My first reaction was, umm, pro-women-feminist-leadership. Yawn.  I’ve read enough about that.  The fact that her experience is at a very high level also made me weary of what she was trying to communicate.  I didn’t feel like anything she had to say about women and leadership would really make me think deeply enough about it to write this blog post.

I’m pretty sure, for example, that I don’t want represent a huge company to be a high flying exec, attending big meetings and travelling the world.  It’s just not how I rock ‘n’ roll.

In my time I’ve struggled with finding an employer who would be open to the work flexibility that I aspired to.  Perhaps I didn’t try hard enough. Perhaps I was too scared. Perhaps I felt the times that I tried to ask meant that I was knocked off the list. The fact that Sheryl requested as part of her job to be able to be home for dinner, whilst I understand is brave, is just not something that is good enough for me.  This working for someone else thing just doesn’t work for me.  I needed more than just getting home for dinner time.

However, like Sheryl says. We all want different things.  She’s gone after what she has wanted, whilst raising a family.  I’m doing the same, the Rosie way.
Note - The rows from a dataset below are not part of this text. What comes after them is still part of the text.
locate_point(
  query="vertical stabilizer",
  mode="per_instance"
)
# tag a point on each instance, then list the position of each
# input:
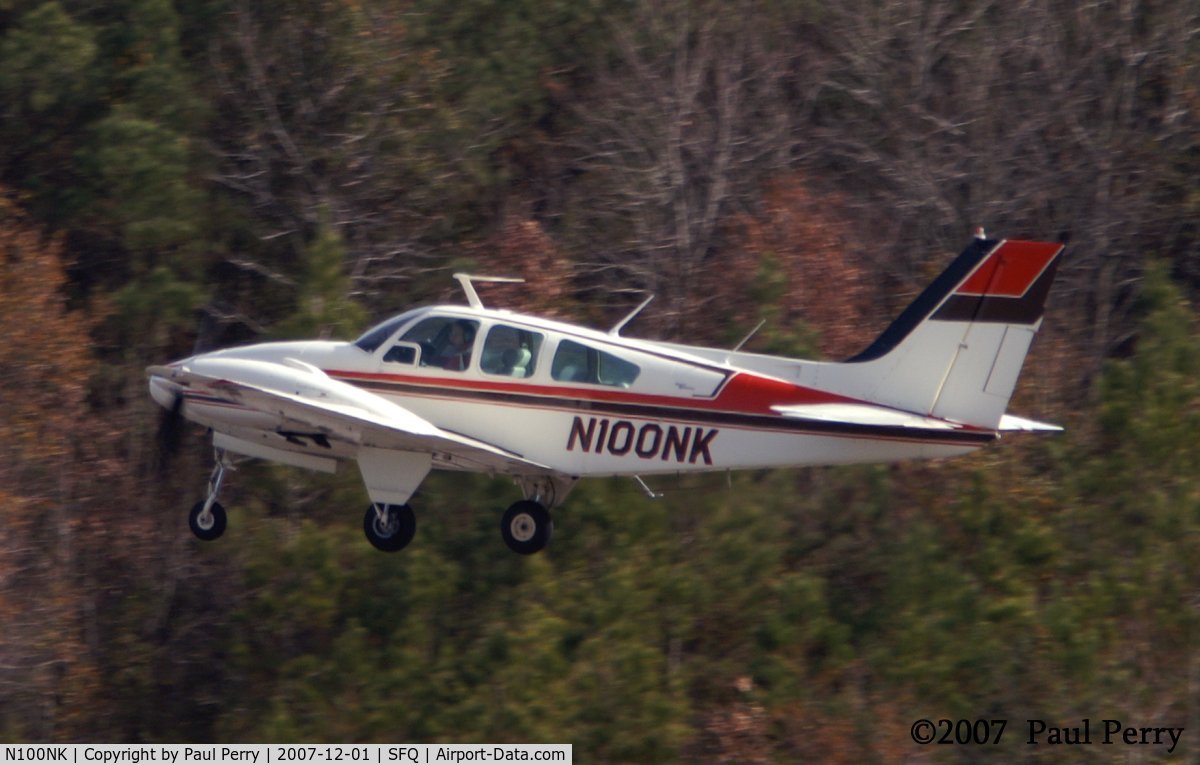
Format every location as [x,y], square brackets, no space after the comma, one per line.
[955,353]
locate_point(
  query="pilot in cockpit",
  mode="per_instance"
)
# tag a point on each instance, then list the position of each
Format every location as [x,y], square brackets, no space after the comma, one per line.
[455,351]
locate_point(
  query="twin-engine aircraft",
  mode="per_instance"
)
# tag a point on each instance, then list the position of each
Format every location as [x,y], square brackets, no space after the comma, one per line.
[466,387]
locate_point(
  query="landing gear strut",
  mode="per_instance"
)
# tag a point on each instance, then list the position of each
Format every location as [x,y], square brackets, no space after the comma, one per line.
[208,517]
[527,526]
[389,528]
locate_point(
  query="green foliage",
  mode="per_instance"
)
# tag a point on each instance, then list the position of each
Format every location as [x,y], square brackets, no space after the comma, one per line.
[191,156]
[324,306]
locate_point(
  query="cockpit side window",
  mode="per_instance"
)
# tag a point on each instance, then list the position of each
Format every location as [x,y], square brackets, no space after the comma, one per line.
[575,362]
[445,342]
[377,336]
[510,351]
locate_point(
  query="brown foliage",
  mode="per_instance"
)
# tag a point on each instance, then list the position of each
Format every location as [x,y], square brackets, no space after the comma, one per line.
[45,362]
[522,248]
[813,250]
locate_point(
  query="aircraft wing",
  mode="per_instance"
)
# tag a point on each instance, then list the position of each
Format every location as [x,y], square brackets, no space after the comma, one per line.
[310,402]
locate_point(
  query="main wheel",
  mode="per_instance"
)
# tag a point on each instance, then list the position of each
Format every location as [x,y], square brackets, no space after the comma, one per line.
[207,525]
[390,530]
[527,526]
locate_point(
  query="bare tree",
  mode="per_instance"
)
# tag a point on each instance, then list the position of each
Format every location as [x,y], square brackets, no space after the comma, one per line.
[683,119]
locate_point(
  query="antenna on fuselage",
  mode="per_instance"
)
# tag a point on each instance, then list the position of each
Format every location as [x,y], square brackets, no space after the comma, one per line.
[633,314]
[468,285]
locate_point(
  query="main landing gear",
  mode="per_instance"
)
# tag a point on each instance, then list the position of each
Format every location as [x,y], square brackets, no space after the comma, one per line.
[389,528]
[526,526]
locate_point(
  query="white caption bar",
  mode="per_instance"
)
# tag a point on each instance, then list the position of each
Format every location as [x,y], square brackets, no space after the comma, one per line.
[285,753]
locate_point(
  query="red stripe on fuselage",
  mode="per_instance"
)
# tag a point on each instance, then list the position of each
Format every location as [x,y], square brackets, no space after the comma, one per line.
[742,393]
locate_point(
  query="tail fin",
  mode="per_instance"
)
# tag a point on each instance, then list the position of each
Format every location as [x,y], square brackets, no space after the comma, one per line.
[955,353]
I recognise that I’ve stepped back in many ways, instead of leaning in.  I stopped working when I was pregnant.  I tried going back afterwards, but I couldn’t take it.  I didn’t love the work I was doing at the time enough to see through the high cost of childcare, huge pressure to juggle home & work whilst not seeing my kids.  I did the opposite of what Sheryl talks about – I leaned out instead of in.

However, over the years I’ve been defining my own life whilst discovering the things that I really enjoy doing.  Perhaps I leaned back in  areas, but I certainly leaned in and stayed focused in many other ways.

I don’t think I’ve let myself down. I’ve always had dreams to do things. I’ve always tried hard. I’ve never been happy just being a SAHM – I get bored very quickly.  This boredom meant that I was constantly playing around with project and business ideas.  Some have failed, however, others are now flourishing.  Flourishing in a way that I’ve somehow gotten myself into a leadership role of my own.

It feels weird.  And I find it hard to take credit for it.  (Which is exactly what Sheryl says that women don’t do enough of…and men take credit all too easily).  I’m still not quite sure if ‘the not taking credit for it’  is just who I am, or if maybe, just maybe I should claiming my recognition and shouting about it more.  For now, I’m quite happy pushing things along. Growing my business. Desigining my home and business life to accommodate my needs:

  • I run a successful business that is designed around my family.
  • I bloody love what I do.
  • I unschool my boys.
  • I spend alot of quantity and quality time with the family.
  • I have a supportive and now equal partner.
  • I am happy.

I’ve long been dissatisfied with the status quo.  I honestly don’t understand why so many things are the way they are.  My way of leaning in is to challenge them by creating and sharing my own reality.

“Leadership is about making others better as a result of your presence and making sure that the impact lasts in your absence” – Sheryl Sandberg

I believe I’m doing the above through my work at Software Testing Club and Ministry of Testing.  I’m working on other projects and discovering new passions which I hope will have a similar impact at some point in the future too!